Please be advised the scripts that NVIDIA provides are optional to use and will download models that are based on public data which may contain copyrighted material. Consult your legal department before using these scripts.

The following are the pretrained checkpoints for SD v1:

model

link

download by script

AutoencoderKL

link autoencoder

No

CLIP

link clip-L-14

Yes

The following are the pretrained checkpoints for SD v2.0:

model

link

download by script

AutoencoderKL

link autoencoderKL

No

OpenCLIP

link clip-H-14

Yes

The following are the pretrained checkpoints for SDXL:

model

link

download by script

AutoencoderKL

link autoencoderKL

No

CLIP

link clip-L-14

Yes

OpenCLIP

link clip-G-14

Yes

In the latest update, we have introduced support for using the Clip encoder provided by NeMo.

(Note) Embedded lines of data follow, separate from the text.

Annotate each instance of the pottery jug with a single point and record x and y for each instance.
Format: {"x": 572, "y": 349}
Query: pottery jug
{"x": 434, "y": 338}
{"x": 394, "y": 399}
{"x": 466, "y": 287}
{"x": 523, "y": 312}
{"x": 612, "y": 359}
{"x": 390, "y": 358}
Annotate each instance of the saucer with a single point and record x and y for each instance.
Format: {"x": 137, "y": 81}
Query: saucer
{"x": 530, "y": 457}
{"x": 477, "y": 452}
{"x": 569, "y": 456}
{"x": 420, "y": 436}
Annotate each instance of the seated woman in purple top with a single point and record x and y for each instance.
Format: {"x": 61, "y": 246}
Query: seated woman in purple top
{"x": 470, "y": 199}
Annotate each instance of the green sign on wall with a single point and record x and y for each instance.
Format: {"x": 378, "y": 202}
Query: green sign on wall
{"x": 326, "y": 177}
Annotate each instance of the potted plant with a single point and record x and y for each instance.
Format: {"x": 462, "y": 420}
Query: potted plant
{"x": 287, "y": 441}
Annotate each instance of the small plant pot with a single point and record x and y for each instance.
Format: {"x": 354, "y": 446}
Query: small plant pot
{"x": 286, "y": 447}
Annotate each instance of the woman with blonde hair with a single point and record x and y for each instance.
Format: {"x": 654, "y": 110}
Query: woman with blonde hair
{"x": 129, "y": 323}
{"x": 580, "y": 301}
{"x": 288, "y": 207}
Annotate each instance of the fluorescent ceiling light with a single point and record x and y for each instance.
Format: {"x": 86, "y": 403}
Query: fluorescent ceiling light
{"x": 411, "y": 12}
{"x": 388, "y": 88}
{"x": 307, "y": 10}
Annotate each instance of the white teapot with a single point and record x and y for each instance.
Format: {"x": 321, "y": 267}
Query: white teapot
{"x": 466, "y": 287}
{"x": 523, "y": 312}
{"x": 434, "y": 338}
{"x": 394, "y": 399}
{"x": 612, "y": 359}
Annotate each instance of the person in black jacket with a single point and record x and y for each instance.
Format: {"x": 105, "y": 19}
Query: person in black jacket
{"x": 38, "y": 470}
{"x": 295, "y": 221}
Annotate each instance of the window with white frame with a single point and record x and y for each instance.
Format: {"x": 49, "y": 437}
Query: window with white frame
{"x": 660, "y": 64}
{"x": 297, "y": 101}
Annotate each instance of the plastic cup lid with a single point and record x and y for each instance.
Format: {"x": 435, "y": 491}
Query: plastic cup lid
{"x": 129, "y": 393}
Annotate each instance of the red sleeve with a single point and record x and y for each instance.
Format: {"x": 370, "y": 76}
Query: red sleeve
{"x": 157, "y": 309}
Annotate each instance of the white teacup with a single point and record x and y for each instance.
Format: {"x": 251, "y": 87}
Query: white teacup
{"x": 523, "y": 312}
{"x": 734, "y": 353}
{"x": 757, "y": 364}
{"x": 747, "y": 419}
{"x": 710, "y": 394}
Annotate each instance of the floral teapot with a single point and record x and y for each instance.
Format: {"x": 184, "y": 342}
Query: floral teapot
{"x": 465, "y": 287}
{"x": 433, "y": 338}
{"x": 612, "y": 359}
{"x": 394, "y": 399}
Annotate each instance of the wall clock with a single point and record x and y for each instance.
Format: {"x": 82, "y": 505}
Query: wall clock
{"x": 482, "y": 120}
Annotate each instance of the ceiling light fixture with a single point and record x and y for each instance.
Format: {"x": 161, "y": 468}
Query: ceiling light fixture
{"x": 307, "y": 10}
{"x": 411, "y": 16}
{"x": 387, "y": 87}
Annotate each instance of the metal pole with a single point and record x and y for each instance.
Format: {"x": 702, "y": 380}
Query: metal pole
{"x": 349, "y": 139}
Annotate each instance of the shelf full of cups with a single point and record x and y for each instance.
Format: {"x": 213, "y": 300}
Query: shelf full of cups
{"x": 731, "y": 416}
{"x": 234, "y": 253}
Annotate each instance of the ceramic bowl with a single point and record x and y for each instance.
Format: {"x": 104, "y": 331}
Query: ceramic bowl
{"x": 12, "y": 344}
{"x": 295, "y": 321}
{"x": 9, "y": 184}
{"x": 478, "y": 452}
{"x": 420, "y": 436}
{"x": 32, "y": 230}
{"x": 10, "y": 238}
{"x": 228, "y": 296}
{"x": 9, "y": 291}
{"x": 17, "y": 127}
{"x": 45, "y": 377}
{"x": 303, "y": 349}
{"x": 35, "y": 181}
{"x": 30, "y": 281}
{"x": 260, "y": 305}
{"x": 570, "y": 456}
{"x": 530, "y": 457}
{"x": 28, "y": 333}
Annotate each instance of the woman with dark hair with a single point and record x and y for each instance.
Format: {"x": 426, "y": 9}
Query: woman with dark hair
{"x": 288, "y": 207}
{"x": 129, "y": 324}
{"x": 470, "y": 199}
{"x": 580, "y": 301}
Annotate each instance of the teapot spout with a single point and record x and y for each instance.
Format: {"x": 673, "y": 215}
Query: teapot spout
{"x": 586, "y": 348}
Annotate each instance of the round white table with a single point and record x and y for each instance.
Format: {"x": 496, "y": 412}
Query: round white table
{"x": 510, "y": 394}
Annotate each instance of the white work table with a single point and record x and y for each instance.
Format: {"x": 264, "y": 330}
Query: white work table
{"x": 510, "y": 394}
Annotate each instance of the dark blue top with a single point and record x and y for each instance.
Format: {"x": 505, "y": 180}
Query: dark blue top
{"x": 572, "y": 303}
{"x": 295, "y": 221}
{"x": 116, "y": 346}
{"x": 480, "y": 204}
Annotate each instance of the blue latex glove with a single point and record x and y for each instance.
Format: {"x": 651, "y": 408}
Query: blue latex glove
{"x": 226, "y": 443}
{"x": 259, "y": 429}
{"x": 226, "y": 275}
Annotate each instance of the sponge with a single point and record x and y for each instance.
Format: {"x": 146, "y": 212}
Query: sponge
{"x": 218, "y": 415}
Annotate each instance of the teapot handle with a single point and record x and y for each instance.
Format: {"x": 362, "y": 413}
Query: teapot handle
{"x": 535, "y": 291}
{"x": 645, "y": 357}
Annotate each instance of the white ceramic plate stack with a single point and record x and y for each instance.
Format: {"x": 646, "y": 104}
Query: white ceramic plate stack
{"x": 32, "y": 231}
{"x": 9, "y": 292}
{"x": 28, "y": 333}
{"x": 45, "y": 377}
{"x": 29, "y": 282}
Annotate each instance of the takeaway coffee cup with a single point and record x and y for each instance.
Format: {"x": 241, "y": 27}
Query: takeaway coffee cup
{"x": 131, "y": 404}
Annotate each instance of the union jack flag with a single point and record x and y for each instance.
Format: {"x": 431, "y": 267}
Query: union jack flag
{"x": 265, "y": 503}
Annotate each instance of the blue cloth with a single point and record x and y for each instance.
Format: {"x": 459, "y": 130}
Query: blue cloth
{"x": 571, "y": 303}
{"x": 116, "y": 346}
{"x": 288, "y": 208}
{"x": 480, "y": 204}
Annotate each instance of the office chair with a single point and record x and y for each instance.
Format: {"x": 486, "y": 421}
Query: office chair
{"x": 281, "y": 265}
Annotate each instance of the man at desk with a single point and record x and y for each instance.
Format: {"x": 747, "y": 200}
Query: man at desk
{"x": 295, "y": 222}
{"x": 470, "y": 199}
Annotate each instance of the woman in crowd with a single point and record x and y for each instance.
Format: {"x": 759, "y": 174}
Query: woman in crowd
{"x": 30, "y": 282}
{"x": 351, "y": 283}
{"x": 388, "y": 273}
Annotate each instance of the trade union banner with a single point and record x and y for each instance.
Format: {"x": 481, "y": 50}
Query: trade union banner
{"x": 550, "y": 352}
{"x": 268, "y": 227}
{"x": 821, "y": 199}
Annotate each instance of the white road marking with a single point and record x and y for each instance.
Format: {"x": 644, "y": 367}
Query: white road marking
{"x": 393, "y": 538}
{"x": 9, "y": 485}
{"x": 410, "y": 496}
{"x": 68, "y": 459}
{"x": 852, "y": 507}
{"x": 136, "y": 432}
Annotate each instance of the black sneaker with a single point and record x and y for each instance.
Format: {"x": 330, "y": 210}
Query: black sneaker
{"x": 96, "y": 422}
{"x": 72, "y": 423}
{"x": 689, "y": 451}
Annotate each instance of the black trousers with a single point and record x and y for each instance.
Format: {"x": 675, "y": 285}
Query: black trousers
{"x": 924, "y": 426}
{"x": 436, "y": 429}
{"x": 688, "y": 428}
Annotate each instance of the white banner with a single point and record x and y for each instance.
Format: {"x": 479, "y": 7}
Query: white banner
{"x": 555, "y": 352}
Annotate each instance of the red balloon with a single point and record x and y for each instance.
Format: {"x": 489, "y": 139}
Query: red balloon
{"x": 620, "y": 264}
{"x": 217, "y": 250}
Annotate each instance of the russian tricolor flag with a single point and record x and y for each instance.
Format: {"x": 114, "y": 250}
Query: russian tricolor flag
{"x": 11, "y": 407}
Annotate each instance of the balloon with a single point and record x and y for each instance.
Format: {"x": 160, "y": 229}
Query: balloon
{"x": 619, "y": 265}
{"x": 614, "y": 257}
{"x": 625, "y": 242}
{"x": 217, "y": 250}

To learn how to convert weights to NeMo Clip checkpoints, please refer to Section 6.9 in the documentation. If you prefer to restore the previous behavior and use the Hugging Face Clip encoder, you can find instructions in the comments within the stable diffusion configuration files.

Note

If you use NeMo Clip checkpoints as the Clip encoder, the Clip checkpoint needs to be kept in the same path as specified in the configuration file when you load a stable diffusion checkpoint.

There is no guarantee that training Stable Diffusion for an extended period will necessarily result in improved FID/CLIP scores. To achieve best results, we suggest evaluating various checkpoints during the late stages of convergence.